Tengo para mí que la pintura gótica argentina no existe. Pero no existe ninguna pintura gótica nacional, porque hay algo voluble y desperdigado en el gótico que lo vuelve general: el arte de la frontera de los dioses. ¿Todo arte tiene su parte gótica? Puede ser, porque se lo hace en nombre de una explicación a la que no se llega y la razón descansa en otra cosa, nunca en la verdad.
Mauro es un pintor de caballete que pinta mirando la esquina de Paraguay y Larrea o el pulmón de manzana con tinglados de zinc del barrio de Once. Pero no pinta lo que tiene ante él. Parte de un punto que está en la realidad, en una realidad cocinada en el tiempo. Mira para adentro de las geografías de la historia del arte, pasando las hojas de libros desvencijados que nadie revisaría. Pinta paisajes resumidos por su sentimiento, sin tentarse con los conflictos trabados de los días de semana.

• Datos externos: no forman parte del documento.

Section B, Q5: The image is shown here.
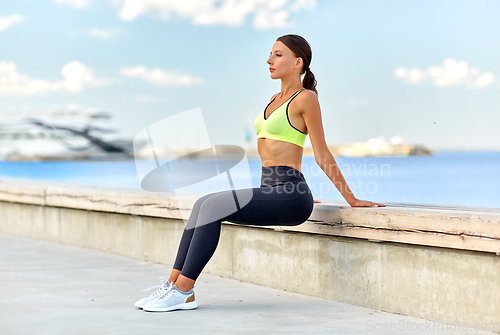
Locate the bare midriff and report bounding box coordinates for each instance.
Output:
[257,138,304,171]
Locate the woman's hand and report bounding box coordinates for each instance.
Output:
[349,199,385,207]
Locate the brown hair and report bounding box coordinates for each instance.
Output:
[276,34,318,94]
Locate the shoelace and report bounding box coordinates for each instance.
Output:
[142,277,173,297]
[158,285,195,301]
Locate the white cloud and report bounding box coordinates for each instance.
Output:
[86,28,123,40]
[112,0,316,29]
[134,94,165,103]
[54,0,91,9]
[0,14,25,32]
[0,61,110,96]
[120,65,201,86]
[394,58,495,88]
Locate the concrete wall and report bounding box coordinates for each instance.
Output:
[0,179,500,326]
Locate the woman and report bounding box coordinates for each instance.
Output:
[135,35,385,311]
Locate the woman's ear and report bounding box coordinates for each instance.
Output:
[295,57,304,69]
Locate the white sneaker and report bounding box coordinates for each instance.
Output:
[142,284,198,312]
[135,277,173,308]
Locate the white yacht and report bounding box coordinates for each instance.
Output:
[0,108,144,161]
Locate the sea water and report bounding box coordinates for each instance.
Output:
[0,151,500,208]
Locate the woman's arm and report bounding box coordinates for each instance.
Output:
[297,90,385,207]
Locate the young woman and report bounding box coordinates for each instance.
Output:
[135,35,385,311]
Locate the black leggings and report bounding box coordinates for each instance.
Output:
[173,165,314,280]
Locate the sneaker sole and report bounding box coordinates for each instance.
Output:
[143,301,198,312]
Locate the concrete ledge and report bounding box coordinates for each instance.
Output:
[0,178,500,325]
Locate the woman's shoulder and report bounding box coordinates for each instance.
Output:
[297,88,318,103]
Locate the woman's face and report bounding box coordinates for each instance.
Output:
[267,41,302,79]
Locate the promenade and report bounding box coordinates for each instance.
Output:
[0,234,493,335]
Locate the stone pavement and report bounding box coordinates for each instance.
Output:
[0,234,493,335]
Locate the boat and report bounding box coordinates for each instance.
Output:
[0,108,145,161]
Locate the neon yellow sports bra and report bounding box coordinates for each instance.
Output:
[253,88,307,148]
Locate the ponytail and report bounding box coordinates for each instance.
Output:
[302,64,318,95]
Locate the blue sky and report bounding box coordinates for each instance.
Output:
[0,0,500,150]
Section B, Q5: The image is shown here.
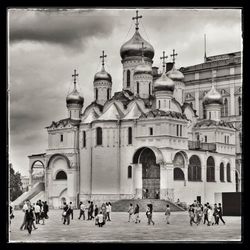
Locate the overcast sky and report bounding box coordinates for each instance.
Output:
[9,9,242,175]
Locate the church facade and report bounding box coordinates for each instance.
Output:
[29,11,236,208]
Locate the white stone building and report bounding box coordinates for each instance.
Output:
[23,11,238,208]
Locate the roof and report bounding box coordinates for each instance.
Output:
[140,109,188,120]
[194,120,234,128]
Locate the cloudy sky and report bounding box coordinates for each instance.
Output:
[9,9,242,175]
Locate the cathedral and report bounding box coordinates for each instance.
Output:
[20,12,236,208]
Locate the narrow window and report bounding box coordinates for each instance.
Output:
[96,127,102,145]
[149,128,153,135]
[95,88,98,100]
[128,166,132,179]
[127,70,130,88]
[128,127,132,145]
[82,131,86,148]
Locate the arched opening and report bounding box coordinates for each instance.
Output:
[56,170,67,180]
[127,69,130,88]
[96,127,102,145]
[188,155,201,181]
[174,152,185,181]
[227,163,231,182]
[207,156,215,182]
[128,166,132,179]
[220,162,225,182]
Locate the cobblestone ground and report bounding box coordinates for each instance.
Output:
[9,210,241,242]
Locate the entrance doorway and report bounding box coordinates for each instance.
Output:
[139,148,160,199]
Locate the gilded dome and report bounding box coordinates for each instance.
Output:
[154,72,175,92]
[134,63,152,75]
[167,64,184,81]
[66,88,84,106]
[94,67,112,82]
[120,30,155,59]
[203,85,223,105]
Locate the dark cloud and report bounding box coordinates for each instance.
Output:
[9,10,114,48]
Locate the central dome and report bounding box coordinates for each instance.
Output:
[120,30,155,59]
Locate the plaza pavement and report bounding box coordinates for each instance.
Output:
[9,210,241,242]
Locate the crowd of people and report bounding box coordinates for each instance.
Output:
[188,200,226,226]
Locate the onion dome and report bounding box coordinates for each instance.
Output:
[66,88,84,106]
[120,30,155,59]
[94,66,112,82]
[154,67,175,92]
[166,64,184,81]
[134,63,152,75]
[203,83,223,105]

Se para lejos de la crónica y cerca de la estampa mitográfica. No parece estar encima de lo que pinta, sin embargo logra desordenar el dilema que nos imponemos generalmente cuando distinguimos entre realidad e imaginación. Más allá de la razón de ese dualismo hay una tercera razón, más rara y plástica.

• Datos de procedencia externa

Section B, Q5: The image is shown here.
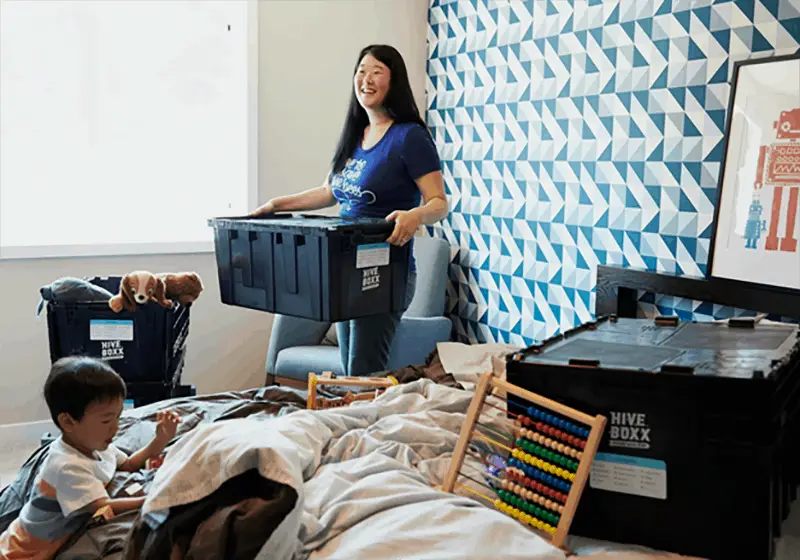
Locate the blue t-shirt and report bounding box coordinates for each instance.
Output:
[330,123,442,218]
[330,123,442,271]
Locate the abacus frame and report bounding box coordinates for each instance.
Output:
[442,371,607,550]
[306,372,398,410]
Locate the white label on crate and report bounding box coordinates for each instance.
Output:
[589,453,667,500]
[89,319,133,342]
[100,340,125,360]
[356,243,391,268]
[361,266,381,292]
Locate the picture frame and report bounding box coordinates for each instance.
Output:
[706,51,800,293]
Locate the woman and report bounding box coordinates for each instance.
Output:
[253,45,448,375]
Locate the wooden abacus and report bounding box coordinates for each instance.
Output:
[442,372,606,550]
[306,372,398,410]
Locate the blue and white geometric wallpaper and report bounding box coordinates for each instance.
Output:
[427,0,800,345]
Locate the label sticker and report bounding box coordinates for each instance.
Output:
[100,340,125,360]
[589,453,667,500]
[361,266,381,292]
[89,319,133,342]
[356,243,391,268]
[608,411,650,449]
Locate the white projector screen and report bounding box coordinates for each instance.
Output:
[0,0,255,258]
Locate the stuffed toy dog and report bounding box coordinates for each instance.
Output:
[108,270,203,313]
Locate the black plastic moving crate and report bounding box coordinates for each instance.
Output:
[209,214,409,322]
[47,276,191,388]
[507,317,800,560]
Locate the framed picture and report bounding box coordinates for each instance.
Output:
[708,52,800,290]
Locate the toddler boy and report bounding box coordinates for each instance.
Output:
[0,357,180,560]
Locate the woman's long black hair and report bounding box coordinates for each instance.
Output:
[332,45,427,175]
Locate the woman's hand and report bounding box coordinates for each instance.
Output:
[386,210,421,247]
[248,200,275,218]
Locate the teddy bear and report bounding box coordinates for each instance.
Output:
[108,270,203,313]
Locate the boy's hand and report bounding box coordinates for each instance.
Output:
[156,410,181,445]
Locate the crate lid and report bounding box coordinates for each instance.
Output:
[512,318,800,380]
[208,213,394,235]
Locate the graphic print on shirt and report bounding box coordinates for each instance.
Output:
[331,158,376,211]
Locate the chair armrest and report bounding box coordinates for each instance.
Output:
[386,317,453,371]
[266,315,331,373]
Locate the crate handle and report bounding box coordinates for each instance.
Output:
[275,233,298,294]
[569,358,600,367]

A diferencia de su muestra anterior, no quiere que nos demos cuenta del todo qué pinta. No alcanza con Mar del Plata, pero tampoco es que su tema ahora sea “el mundo”. La muestra me deja en el punto anterior a la conclusión sobre qué significa vivir en un lugar. Se pone en el medio de estas disyuntivas que armo a mi manera. Junta una actitud de aprendiz permanente con la grandilocuencia de los territorios, en los que vive o no. A los que imagina o recuerda.
A veces parte de pinturas antológicas de paisaje para llegar a sus propias combinaciones escénicas. Hay perspectivas abiertas, de frente con ángulos que se pierden solos por allá atrás. Hay peñascos y personas mirando la nada, que está compuesta de accidentes, montañas, mesetas o dioses laderos que lo miran todo desde un rincón famoso solo para ellos. A ese lugar no llega Mauro, no se propone llegar ahí. Quiere enroscar el pincel en la evocación de biomas o espacios arquetípicos a los que deforma. Una ladera bretona con fresnos secos. Un momento en un bañado formoseño. Algo del espacio andino donde lxs americanxs tiritamos por lo que no sabemos. Una parcela inundada o un charco grande entre cipreses, donde un animal busca alimento porque supone que la llanura es generosa.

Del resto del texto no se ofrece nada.